BEIJING, Mar. 22 -- The rising price of oil, gas and other commodities, because of rising demand as reconstruction work begins in Japan, will keep China's inflationary pressure at a high level, World Bank economists said on Monday.
"Japan's demand for commodities in the aftermath of the recent disasters will add to the already high-level of demand for commodities," said Vikram Nehru, the bank's chief economist for the East Asia and Pacific region.
There might be an increase in commodity prices as a result of increased demand, and because of problems in Western Asia and North Africa, he added.
Louis Kuijs, senior economist at the World Bank's Beijing office, said that inflationary pressure is unlikely to diminish quickly, given the rise in energy prices and the already high price of food.

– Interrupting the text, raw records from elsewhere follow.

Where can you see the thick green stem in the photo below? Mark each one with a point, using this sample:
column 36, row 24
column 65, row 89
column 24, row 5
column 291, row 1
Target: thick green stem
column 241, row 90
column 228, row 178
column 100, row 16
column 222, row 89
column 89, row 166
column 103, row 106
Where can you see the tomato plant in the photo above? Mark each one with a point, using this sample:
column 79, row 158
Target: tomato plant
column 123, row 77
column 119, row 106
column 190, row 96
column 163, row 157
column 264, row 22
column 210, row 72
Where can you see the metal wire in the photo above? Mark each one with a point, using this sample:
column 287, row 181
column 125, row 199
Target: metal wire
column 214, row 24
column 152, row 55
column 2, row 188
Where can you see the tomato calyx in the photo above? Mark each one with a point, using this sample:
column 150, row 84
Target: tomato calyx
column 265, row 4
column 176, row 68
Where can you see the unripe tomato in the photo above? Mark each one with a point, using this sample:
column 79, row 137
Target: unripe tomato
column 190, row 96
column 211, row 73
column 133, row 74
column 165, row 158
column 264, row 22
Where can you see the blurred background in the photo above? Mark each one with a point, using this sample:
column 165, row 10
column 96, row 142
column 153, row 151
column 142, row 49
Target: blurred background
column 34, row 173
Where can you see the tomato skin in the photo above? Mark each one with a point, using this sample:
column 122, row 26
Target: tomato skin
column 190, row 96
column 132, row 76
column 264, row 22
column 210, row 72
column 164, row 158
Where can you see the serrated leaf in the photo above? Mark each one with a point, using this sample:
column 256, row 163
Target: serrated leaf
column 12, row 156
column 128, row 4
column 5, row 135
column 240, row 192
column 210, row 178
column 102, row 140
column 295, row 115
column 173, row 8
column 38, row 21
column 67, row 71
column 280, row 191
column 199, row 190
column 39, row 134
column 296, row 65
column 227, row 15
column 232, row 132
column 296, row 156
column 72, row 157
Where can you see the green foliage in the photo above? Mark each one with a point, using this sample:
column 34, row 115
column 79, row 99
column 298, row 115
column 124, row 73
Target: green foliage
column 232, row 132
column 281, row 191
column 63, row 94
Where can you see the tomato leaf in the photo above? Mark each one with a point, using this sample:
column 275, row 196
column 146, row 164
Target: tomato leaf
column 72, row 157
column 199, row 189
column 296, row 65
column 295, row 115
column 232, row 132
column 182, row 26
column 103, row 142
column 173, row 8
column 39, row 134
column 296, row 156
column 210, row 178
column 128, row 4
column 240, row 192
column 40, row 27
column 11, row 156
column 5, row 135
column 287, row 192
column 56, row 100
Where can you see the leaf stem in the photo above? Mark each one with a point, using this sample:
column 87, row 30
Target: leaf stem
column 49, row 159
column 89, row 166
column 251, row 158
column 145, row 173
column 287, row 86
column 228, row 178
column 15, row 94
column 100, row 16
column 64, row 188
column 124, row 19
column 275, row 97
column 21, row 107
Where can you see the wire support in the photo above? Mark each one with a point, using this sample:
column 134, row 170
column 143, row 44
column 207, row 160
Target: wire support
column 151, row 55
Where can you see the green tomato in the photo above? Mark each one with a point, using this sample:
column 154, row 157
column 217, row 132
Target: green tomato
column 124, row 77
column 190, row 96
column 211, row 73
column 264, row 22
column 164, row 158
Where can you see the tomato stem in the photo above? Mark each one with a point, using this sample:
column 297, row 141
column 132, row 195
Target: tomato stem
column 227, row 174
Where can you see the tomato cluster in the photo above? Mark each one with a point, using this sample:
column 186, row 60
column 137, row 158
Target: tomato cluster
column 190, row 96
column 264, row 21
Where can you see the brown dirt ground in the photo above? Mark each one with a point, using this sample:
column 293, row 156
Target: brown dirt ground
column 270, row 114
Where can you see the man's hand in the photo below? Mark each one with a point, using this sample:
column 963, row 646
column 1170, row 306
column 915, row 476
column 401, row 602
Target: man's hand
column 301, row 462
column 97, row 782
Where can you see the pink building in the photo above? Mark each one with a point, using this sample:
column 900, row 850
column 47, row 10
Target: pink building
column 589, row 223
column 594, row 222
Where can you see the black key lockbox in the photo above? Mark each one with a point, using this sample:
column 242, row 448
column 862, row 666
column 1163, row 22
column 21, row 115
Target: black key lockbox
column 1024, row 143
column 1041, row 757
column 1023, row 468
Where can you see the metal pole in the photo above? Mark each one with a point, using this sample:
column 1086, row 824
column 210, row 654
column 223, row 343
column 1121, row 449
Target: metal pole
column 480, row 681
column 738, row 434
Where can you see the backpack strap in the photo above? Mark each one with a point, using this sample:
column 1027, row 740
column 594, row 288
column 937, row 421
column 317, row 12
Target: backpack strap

"There is still room for China to further tighten its monetary policy this year," said Nehru.
To soak up liquidity and control inflation, China's central bank raised the required reserve ratios for banks by 50 basis points last week, the ninth hike since the beginning of 2010. Before that, it raised interest rates in February for the third time since October.
China's consumer inflation rose to 4.9 percent in January and February from 4.6 percent in December. It hit 5.1 percent in November, a 28-month high.
Around one-fourth of East Asia's long-term debt is denominated in yen, ranging from around 8 percent in China to about 60 percent in Thailand. A one percent appreciation of the Japanese currency translates into a $250 million increase in annual debt servicing for the region, the World Bank said.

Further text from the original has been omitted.